Hof Arnhem, 25-11-2008, nr. 200.001.758
ECLI:NL:GHARN:2008:BG9077
- Instantie
Hof Arnhem
- Datum
25-11-2008
- Zaaknummer
200.001.758
- LJN
BG9077
- Vakgebied(en)
Verbintenissenrecht (V)
- Brondocumenten en formele relaties
ECLI:NL:GHARN:2008:BG9077, Uitspraak, Hof Arnhem, 25‑11‑2008; (Hoger beroep)
- Vindplaatsen
Uitspraak 25‑11‑2008
Inhoudsindicatie
[Geïntimeerde] heeft haar werkzaamheden uitgevoerd, hoewel niet alle op de verstrekte tekeningen aangeduide kabels waren gelokaliseerd. Naar het oordeel van het hof heeft zij daarmee niet aan haar in rechtsoverweging 4.3 bedoelde onderzoeksplicht voldaan. [Geïntimeerde] had immers haar werkzaamheden niet mogen aanvangen nu zij aan de hand van de tekeningen ermee bekend was dat op de locatie waar zij haar grondwerkzaamheden zou uitvoeren zich nog zeker één niet-gelokaliseerde kabel in de grond moest bevinden. Hierin had zij aanleiding moeten vinden om hierover contact op te nemen met Nuon. Dit geldt te meer nu Nuon onbetwist heeft gesteld dat in de begeleidende brief bij de verstrekte tekeningen is aangegeven dat [geïntimeerde] contact kon opnemen met een gespecialiseerd medewerker van Nuon, met vermelding van diens telefoonnummer, die omgaand en gratis de kabel zou hebben opgespoord (memorie van grieven, onder 6, slot). De omstandigheid dat de kabel zich in werkelijkheid op een afstand van 1,5 meter bevond van de op de verstrekte tekening aangegeven plaats (conclusie van antwoord, p. 2, derde alinea), kan aan deze verplichting van [geïntimeerde] niet afdoen. [Geïntimeerde] dient als gespecialiseerd aannemer rekening te houden met mogelijke afstandsverschillen van enkele meters tussen de tekening en de werkelijkheid, te meer omdat de feitelijke ligging van kabels in de loop van de tijd door diverse oorzaken kan wijzigen.
GERECHTSHOF ARNHEM
Sector civiel recht
zaaknummer 200.001.758
arrest van de derde civiele kamer van 25 november 2008
inzake
de naamloze vennootschap
N.V. Nuon Netwerk Services,
gevestigd te Arnhem,
appellante,
advocaat: mr. F.J. Boom,
tegen:
de besloten vennootschap met beperkte aansprakelijkheid
[geïntimeerde],
gevestigd te [plaats],
geïntimeerde,
advocaat: mr. R.Ph. Elzas.
1. Het geding in eerste aanleg
Voor het geding in eerste aanleg verwijst het hof naar de inhoud van de vonnissen van 23 mei 2007 en 31 oktober 2007 die de rechtbank Arnhem, sector kanton, locatie Tiel, tussen appellante (hierna ook te noemen: Nuon) als eiseres en geïntimeerde (hierna ook te noemen: [geïntimeerde]) als gedaagde heeft gewezen. Van het vonnis van 31 oktober 2007 is een fotokopie aan dit arrest gehecht.
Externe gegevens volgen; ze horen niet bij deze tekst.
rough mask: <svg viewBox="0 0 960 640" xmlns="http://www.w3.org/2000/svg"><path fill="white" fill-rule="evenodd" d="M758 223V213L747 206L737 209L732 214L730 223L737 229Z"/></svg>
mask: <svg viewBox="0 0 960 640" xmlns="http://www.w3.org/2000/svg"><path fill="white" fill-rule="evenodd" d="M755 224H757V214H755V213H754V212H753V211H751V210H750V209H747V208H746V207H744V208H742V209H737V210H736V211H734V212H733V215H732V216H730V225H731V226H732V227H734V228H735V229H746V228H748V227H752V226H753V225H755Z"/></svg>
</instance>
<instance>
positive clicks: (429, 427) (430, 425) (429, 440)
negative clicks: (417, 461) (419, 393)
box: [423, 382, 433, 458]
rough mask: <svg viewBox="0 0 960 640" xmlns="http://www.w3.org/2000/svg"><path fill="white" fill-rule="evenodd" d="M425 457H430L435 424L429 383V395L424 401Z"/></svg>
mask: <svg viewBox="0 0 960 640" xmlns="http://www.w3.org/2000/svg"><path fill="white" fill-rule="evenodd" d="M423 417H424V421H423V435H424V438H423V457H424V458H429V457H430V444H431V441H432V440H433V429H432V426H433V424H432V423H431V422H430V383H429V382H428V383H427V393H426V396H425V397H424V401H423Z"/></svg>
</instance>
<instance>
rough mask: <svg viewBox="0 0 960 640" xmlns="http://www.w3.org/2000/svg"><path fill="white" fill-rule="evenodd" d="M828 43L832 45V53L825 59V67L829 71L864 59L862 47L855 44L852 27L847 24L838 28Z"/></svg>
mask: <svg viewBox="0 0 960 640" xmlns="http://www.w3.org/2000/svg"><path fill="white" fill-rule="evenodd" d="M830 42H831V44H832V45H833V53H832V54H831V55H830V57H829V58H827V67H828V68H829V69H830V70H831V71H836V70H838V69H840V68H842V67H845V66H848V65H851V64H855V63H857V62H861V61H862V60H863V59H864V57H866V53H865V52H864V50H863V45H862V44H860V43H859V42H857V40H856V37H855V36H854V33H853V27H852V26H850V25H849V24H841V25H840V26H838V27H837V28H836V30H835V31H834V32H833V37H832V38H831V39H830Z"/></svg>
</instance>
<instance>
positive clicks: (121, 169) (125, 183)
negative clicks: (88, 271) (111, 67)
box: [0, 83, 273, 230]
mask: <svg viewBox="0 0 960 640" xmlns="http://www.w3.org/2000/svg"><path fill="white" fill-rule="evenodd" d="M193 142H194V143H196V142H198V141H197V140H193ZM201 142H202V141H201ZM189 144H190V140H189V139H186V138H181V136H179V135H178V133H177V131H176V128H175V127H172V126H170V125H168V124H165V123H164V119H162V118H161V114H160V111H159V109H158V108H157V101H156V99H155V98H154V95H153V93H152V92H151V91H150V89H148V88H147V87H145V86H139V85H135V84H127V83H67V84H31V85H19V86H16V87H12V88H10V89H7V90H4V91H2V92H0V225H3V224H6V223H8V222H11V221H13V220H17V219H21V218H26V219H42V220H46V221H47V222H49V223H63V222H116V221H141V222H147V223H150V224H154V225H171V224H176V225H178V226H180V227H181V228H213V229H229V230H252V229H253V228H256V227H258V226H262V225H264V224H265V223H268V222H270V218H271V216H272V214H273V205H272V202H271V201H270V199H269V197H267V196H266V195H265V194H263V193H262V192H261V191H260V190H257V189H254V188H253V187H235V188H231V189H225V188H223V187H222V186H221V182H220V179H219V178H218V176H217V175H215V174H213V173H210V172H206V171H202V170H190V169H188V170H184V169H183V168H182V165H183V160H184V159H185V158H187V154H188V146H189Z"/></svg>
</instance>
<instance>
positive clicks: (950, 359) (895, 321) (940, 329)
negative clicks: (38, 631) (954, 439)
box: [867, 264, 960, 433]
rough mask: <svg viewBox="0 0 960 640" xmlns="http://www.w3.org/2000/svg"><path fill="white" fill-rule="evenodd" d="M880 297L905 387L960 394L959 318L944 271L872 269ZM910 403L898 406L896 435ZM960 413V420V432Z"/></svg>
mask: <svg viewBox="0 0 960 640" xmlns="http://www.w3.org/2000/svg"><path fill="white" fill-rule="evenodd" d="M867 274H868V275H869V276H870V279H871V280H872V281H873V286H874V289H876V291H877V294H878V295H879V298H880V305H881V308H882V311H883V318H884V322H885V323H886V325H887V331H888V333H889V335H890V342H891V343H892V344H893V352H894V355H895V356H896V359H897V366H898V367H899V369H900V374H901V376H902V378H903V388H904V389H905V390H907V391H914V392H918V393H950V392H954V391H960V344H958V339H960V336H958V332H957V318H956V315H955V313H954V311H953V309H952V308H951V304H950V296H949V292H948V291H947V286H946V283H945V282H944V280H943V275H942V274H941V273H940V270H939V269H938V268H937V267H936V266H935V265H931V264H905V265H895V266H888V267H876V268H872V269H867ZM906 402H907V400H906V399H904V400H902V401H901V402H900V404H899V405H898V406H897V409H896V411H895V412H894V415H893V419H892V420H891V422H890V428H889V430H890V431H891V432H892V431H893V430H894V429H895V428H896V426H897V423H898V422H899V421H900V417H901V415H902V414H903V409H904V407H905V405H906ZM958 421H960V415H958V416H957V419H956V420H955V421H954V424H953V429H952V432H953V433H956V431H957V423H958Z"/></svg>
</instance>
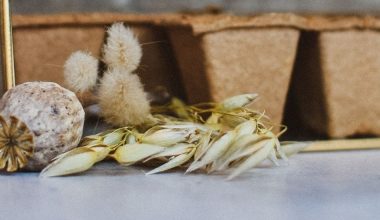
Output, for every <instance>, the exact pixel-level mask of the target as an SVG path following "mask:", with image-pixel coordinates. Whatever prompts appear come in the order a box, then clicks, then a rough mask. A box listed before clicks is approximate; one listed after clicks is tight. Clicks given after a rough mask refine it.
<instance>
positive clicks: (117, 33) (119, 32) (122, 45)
mask: <svg viewBox="0 0 380 220" xmlns="http://www.w3.org/2000/svg"><path fill="white" fill-rule="evenodd" d="M107 34H108V38H107V43H106V44H105V45H104V47H103V59H104V62H105V63H106V64H107V65H108V67H110V68H122V69H125V70H126V71H128V72H133V71H134V70H136V68H137V67H138V65H139V64H140V60H141V57H142V51H141V46H140V44H139V42H138V40H137V38H136V37H135V36H134V34H133V32H132V31H131V30H130V29H129V28H127V27H125V26H124V24H123V23H115V24H113V25H112V26H111V27H110V28H109V29H108V30H107Z"/></svg>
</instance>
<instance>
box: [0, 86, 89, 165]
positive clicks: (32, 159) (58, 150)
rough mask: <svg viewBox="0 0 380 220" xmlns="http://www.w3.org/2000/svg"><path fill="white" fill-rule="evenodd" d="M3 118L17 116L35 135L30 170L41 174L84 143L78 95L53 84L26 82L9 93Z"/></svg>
mask: <svg viewBox="0 0 380 220" xmlns="http://www.w3.org/2000/svg"><path fill="white" fill-rule="evenodd" d="M0 112H1V113H0V114H1V115H3V116H4V117H10V116H15V117H17V118H18V119H19V120H21V121H22V122H23V123H25V125H26V126H27V127H28V128H29V130H30V131H31V133H32V135H33V141H34V153H33V156H32V157H31V158H30V160H29V161H28V164H27V165H26V167H25V168H26V169H27V170H33V171H37V170H41V169H42V168H44V167H45V166H46V165H48V164H49V162H50V161H51V160H52V159H53V158H54V157H56V156H57V155H58V154H61V153H63V152H65V151H68V150H70V149H72V148H74V147H76V146H77V145H78V143H79V141H80V139H81V136H82V132H83V124H84V110H83V107H82V105H81V104H80V102H79V100H78V98H77V97H76V96H75V94H74V93H73V92H71V91H69V90H67V89H64V88H63V87H61V86H59V85H58V84H56V83H52V82H27V83H23V84H21V85H18V86H16V87H14V88H12V89H10V90H9V91H8V92H7V93H5V95H4V96H3V98H2V100H1V102H0Z"/></svg>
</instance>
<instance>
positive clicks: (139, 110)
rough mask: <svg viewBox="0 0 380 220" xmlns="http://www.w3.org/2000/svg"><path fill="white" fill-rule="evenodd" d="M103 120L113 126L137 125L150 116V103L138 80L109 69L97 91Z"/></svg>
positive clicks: (141, 85)
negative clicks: (102, 117) (148, 100)
mask: <svg viewBox="0 0 380 220" xmlns="http://www.w3.org/2000/svg"><path fill="white" fill-rule="evenodd" d="M98 98H99V106H100V109H101V115H102V116H103V117H104V119H105V120H106V121H107V122H108V123H110V124H112V125H115V126H127V125H139V124H141V123H143V122H145V120H146V119H147V118H148V116H149V115H150V103H149V101H148V98H147V94H146V93H145V91H144V89H143V85H142V84H141V81H140V78H139V77H138V76H137V75H136V74H131V73H130V72H126V71H124V70H121V69H110V70H108V72H106V73H105V74H104V76H103V78H102V81H101V83H100V86H99V90H98Z"/></svg>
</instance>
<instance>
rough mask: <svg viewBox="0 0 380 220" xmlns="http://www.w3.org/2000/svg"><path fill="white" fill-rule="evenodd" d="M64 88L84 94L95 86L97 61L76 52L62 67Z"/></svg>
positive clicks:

2. Het geding in hoger beroep
2.1 Nuon heeft bij exploot van 31 januari 2008 [geïntimeerde] aangezegd van het vonnis van 31 oktober 2007 in hoger beroep te komen, met dagvaarding van [geïntimeerde] voor dit hof.
2.2 Voornoemd exploot bevat tevens de memorie van grieven, waarin Nuon twee grieven tegen het bestreden vonnis heeft aangevoerd en toegelicht, bewijs heeft aangeboden en een productie in het geding heeft gebracht. Zij heeft gevorderd dat het hof, bij uitvoerbaar bij voorraad verklaard arrest, het bestreden vonnis zal vernietigen en, opnieuw recht doende, de vorderingen van Nuon alsnog zal toewijzen, met veroordeling van [geïntimeerde] in de kosten van beide instanties.
2.3 Bij memorie van antwoord heeft [geïntimeerde] de grieven bestreden en bewijs aangeboden. Zij heeft geconcludeerd dat het hof, voor zover mogelijk bij uitvoerbaar bij voorraad verklaard arrest, Nuon niet-ontvankelijk zal verklaren in het door haar ingestelde hoger beroep, dan wel het bestreden vonnis, zonodig met verbetering en/of aanvulling van gronden, zal bevestigen, met veroordeling van Nuon in de kosten van het hoger beroep.
2.4 Nuon heeft bij akte tien producties in het geding gebracht en zich daarover uitgelaten. [Geïntimeerde] heeft bij antwoordakte met productie daarop gereageerd.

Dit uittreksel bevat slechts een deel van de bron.